Je m’attarde encore un peu sur la deuxième étape. Pour traverser celle-ci, le joueur dispose d’un artefact qu’il aura choisi au préalable : la plume, la bougie, et le réveil. Chacun d’entre eux altère le gameplay à sa façon, créant ainsi trois modes de jeux, à difficulté variable. La plume confère un bonus de vol, la bougie éloigne les corbeaux, quant au réveil…élément négatif par excellence quand on évolue dans un rêve : il ne faut qu’instaurer un temps limité, compliquant ainsi les choses.

Déjà, Alight a tout ce qu’il faut pour faire un bon jeu.

 

Mais Alight raconte aussi une histoire. Difficile à cerner au premier abord puisque c’est l’histoire d’un rêve, ce qui ne l’empêche pas d’être extrêmement bien racontée. Comme toutes les belles histoires un peu tristes, elle semblera un peu niaiseuse au démarrage, mais une fois percées nos carapaces de protection, il sera facile de s’y plonger complètement et qui plus est, d’apprécier. Principalement, la narration s’opère à travers les colonnes de fumées : lorsqu’on les effleure, les mots apparaissent à l’écran. Je m’abstiendrais de révéler le contenu de cette narration pour deux raisons : la première, c’est que c’est spoiler, la deuxième, c’est que ce n’aurait pas vraiment de sens. En effet, l’histoire que Twofoldsecret nous raconte n’acquiert son épaisseur qu’en étroite collaboration avec le décor et le gameplay. De nombreux procédés sont mis en œuvre : il y a les effets de cadrage, plus ou moins resserrés selon l’intensité du message, il y a les ascensions, il y a les chutes, il y a les apnées, ces longs passages sans la moindre plate-formes, il y a au contraire les passages faciles, terre à terre, triviaux…Au fond, Alight aurait pu se priver de mots. Nous aurions certes manqué l’histoire, mais nous en aurions ressenti les mêmes émotions. J’envierais presque le non-anglophile qui aurait la chance de jouer sans comprendre.

 

Je l’envierais, mais pas trop quand même, parce que cette histoire n’a rien d’anodin, c’est une histoire lourde, celle de l’auteur comme tout le laisse croire. Chaque niveau correspond à un épisode important de sa vie : l’enfance, auprès de sa mère, la visite au futuroscope, les études à l’autre bout du pays…Ce n’est pas tout de suite évident, mais on finit par se rendre compte que le décor change très symboliquement d’un niveau à l’autre.
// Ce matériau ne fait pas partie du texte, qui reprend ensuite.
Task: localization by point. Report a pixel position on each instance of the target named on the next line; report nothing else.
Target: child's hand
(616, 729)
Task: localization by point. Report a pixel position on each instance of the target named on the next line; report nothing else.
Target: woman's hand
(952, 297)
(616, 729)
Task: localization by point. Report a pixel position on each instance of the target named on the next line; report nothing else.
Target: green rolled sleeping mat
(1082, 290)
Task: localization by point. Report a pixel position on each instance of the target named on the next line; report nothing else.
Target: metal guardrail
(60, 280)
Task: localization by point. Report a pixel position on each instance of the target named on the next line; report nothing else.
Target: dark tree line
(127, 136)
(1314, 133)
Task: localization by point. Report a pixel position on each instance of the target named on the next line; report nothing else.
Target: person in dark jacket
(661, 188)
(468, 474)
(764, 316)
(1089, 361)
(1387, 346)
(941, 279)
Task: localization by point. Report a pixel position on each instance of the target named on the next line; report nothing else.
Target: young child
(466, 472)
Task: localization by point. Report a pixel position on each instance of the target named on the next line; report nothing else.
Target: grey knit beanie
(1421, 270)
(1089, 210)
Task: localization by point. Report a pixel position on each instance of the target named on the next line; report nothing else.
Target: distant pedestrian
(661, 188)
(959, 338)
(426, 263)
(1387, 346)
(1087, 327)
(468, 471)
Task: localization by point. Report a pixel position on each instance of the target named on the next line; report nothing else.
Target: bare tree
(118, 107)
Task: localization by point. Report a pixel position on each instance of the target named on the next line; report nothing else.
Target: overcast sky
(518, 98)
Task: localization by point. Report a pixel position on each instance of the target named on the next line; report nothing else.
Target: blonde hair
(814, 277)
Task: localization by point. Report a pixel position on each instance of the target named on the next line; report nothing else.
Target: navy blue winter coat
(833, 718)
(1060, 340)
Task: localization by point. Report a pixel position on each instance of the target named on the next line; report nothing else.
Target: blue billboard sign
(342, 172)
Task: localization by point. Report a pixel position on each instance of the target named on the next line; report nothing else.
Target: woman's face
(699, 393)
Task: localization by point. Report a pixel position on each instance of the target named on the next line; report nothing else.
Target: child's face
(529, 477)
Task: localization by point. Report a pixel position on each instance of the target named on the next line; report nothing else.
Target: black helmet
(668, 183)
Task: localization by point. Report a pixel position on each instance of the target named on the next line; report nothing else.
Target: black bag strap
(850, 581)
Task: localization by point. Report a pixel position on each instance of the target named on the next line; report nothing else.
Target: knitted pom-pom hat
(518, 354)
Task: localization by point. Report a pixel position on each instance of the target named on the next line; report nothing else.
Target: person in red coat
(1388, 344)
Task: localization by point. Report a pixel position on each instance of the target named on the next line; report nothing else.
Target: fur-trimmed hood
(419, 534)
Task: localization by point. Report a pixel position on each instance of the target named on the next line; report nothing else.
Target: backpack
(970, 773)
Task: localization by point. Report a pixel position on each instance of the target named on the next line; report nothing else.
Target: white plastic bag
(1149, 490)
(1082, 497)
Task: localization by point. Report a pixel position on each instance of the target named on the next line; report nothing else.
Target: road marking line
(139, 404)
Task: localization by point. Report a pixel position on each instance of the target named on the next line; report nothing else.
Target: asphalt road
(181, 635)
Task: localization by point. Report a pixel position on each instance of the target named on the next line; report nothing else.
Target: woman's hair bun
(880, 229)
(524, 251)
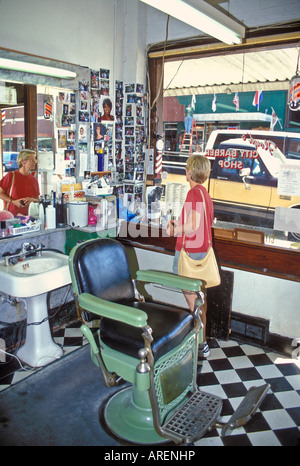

La difficulté devient alors de distinguer ce qui relève du rêve et ce qui relève de la réalité, ce qui relève de l’autobio et ce qui relève de la fiction. Le fait que le jeu présente de multiples fin, par exemple, l’éloigne complètement de l’autobio, car comment pourrait-elle avoir plusieurs alternative ? La linéarité en revanche l’en rapproche. C’est tout aussi compliqué pour le rêve : pourquoi la scène de fin, au réveil, semble-t-elle moins réaliste que le rêve lui-même ? Cette scène, d’ailleurs, que vous découvrirez sans doute, semble donner une explications aux volutes de fumée narratives. Les volutes de fumées pourraient bien être les traces de réalité, d’éveil, glissées dans le rêve. Étant donné qu’elles sont aussi le véhicule de l’écrit autobiographique on pourrait tirer les conclusions suivantes :

Éveil = Narration = Autobiographie.

Rêve = Gameplay = Fiction.

 

Je ne puis pas être plus clair sans lâcher de gros spoilers, mais bon, il est tard aussi, alors peut-être que je dis n’importe quoi. Je ferais d’ailleurs mieux de me coucher, demain c’est Ludum Dare.